Not so much.
I can't find direct numbers, but a little bit of math can still get us there...
In 1943, Japan proper had about 73 million citizens, and imported the equivalent of 2 million tons of rice.
That sounds like a lot, right?
But 73 million active people would eat the equivalent of nearly 50 million tons per year, meaning imports supplied only 4% of their needs.
The rest must come from Japan's home grown production.
The loss of two million tons of imported rice would equate to roughly 100 calories per person per day.
So the Japanese would not starve, period.
They had to be defeated, and the only choice other than A-bomb was invasion.
Given their fanatical resistance, invasion would cost hundreds of thousands of Americans plus millions of Japanese.
So our A-bombs over Hiroshima and Nagasaki were simply the most merciful way possible to end the war, quickly.
The Japanese soldier certainly wouldn't, for the civilian population wouldn't want to be them. Most certainly, the US POWs would have starved.
The Japanese relied upon imports for more than rice. Much of the grain and meat came from the mainland. But more than that, it was not the actual food as much as the internal food distribution system. By July 1945, the allied blockade had become internal to home waters. The coastal shipping that Japan relied upon for domestic commerce had been savaged by air attack, mining and submarine operations. The internal rail links were fragile, and were the next items on Curtis LeMay’s interdiction schedule.

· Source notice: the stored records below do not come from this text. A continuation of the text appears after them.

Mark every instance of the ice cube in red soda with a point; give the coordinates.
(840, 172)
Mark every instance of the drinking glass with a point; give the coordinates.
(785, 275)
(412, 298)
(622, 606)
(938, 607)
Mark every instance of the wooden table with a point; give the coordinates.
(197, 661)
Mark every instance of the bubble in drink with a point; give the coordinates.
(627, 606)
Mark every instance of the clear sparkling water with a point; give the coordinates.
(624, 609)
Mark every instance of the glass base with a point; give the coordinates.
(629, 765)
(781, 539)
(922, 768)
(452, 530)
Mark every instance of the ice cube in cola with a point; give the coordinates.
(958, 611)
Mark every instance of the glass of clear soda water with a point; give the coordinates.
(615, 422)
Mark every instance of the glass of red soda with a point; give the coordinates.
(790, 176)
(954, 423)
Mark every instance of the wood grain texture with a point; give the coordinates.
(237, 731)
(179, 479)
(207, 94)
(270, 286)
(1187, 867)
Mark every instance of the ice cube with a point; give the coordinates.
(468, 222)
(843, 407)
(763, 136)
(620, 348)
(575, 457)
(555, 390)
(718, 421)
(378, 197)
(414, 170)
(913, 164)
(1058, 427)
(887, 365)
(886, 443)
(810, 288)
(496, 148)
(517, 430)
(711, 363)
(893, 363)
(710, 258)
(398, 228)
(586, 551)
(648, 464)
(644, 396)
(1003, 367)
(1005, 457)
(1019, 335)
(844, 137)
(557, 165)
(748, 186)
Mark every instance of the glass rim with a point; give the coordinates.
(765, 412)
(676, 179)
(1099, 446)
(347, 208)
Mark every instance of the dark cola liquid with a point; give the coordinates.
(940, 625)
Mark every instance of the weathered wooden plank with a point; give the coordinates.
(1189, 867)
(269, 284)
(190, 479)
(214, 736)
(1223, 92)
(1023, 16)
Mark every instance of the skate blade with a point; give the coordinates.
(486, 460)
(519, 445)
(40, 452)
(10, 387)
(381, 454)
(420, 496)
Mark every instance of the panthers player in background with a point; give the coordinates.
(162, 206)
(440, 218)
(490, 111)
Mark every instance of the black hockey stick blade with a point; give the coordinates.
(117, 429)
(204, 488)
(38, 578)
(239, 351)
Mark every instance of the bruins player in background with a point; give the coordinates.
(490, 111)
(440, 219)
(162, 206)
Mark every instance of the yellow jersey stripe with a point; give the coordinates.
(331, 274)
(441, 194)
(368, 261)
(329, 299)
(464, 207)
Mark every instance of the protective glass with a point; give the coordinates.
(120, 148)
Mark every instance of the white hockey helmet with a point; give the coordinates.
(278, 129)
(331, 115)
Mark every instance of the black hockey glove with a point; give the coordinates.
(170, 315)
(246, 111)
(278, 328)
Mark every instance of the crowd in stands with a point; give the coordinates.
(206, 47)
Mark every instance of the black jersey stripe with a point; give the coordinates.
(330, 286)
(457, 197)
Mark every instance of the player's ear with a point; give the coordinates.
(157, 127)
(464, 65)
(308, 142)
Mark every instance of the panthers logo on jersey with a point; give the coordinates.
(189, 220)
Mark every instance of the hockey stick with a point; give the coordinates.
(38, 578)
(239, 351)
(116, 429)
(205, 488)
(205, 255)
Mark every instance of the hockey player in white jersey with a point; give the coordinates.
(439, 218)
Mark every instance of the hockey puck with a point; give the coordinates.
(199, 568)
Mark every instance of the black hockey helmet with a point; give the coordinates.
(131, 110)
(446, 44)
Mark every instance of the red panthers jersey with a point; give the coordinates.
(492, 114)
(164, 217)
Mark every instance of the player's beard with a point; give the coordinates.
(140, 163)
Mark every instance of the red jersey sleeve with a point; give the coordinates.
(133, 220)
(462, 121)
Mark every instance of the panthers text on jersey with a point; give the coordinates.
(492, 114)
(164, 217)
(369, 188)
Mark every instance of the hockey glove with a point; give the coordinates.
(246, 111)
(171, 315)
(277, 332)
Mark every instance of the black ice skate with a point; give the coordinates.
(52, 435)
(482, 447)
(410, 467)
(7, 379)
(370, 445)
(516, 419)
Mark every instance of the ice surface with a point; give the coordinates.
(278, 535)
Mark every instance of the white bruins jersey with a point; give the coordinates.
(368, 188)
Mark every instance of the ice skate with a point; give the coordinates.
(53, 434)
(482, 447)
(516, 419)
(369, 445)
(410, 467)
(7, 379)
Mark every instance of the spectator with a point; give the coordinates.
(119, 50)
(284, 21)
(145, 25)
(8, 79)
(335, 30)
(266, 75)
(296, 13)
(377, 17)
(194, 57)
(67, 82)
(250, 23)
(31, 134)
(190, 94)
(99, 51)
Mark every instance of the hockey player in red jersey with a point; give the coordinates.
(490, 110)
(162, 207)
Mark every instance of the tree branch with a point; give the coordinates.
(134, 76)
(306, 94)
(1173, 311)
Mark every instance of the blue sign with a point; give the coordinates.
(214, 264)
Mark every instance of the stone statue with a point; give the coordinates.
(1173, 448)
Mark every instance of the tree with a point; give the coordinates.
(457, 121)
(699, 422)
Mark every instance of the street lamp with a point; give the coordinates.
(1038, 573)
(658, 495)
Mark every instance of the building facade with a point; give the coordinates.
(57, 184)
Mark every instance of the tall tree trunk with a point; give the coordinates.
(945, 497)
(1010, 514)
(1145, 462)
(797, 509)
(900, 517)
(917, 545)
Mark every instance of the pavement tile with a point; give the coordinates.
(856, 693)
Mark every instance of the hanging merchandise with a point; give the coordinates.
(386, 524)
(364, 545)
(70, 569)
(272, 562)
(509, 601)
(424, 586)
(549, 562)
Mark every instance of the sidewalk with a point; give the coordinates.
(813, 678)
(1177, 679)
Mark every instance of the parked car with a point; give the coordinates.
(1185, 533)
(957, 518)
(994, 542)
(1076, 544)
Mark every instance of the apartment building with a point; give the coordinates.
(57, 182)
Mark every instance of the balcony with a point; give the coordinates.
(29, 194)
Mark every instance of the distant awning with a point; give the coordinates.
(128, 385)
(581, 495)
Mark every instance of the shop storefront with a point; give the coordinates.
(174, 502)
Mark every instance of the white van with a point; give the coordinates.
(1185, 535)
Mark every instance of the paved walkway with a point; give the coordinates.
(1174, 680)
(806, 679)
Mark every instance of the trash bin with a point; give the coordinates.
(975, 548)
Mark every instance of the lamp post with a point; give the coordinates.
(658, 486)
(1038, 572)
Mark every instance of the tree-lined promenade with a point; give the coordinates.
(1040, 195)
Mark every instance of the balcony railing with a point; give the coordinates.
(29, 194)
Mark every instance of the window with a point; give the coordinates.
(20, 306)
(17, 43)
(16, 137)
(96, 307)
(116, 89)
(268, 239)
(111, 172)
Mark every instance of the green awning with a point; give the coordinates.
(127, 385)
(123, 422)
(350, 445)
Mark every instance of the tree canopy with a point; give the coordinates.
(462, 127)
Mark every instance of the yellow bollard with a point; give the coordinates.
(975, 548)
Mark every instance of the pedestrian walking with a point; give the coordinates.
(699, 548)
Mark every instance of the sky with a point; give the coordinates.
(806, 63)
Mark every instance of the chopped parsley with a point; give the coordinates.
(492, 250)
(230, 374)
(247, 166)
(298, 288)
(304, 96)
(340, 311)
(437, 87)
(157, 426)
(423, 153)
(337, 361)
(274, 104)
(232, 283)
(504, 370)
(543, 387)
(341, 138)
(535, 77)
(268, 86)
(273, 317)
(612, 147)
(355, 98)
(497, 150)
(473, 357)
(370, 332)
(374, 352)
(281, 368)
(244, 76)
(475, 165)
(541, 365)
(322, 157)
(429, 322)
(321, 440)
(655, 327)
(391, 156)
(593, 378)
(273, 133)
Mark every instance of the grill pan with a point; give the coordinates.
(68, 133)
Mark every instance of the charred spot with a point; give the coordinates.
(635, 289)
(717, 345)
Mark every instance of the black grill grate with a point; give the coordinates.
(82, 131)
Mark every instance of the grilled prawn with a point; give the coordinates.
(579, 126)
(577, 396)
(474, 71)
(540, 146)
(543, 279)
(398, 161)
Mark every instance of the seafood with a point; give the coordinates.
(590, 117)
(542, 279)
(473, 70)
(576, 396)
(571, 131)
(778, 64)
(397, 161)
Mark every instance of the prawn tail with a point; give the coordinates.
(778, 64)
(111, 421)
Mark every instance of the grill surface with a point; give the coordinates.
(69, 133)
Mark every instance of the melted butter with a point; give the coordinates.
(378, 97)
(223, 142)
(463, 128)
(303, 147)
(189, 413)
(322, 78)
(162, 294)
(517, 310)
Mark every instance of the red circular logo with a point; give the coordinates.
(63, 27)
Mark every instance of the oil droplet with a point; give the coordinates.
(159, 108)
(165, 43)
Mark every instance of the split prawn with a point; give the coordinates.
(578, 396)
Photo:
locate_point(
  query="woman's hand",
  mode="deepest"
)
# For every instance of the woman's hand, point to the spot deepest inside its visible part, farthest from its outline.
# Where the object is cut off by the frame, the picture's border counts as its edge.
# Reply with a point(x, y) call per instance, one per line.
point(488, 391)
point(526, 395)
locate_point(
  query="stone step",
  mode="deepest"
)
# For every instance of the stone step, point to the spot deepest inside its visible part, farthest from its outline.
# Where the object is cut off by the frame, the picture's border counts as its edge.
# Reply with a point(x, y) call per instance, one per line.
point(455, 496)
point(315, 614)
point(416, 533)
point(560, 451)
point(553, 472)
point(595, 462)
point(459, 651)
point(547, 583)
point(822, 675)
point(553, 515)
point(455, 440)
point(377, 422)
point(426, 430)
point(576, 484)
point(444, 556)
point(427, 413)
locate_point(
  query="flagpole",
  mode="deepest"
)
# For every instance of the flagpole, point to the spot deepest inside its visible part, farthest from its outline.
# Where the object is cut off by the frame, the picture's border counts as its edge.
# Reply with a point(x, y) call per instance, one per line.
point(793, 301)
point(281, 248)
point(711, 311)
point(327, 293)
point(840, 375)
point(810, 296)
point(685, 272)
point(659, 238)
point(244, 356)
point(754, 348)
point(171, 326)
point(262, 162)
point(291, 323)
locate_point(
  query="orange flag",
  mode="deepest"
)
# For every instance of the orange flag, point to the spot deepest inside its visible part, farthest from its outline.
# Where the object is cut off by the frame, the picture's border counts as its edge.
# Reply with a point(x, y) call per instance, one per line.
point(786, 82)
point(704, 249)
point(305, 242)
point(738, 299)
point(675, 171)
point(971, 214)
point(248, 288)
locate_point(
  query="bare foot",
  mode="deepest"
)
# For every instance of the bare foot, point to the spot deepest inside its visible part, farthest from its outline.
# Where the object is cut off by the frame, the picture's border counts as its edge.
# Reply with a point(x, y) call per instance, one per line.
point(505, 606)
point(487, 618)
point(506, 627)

Richard Frank documented all of this in “Downfall.” The Japanese were already on starvation rations during the summer of 1945. The destruction of the internal rail links would have reduced the food consumption even more. Frank estimated that as many as 20,000,000 Japanese would not have survived the winter even without an actual invasion. And those deaths would have been predominately the old, very young, and sick. Think of Leningrad on a national scale.
In fact, the very first thing the American occupation forces realized was that the Japanese were starving, and immediately began a program of food relief. Even though such an action was not politically popular in the United States.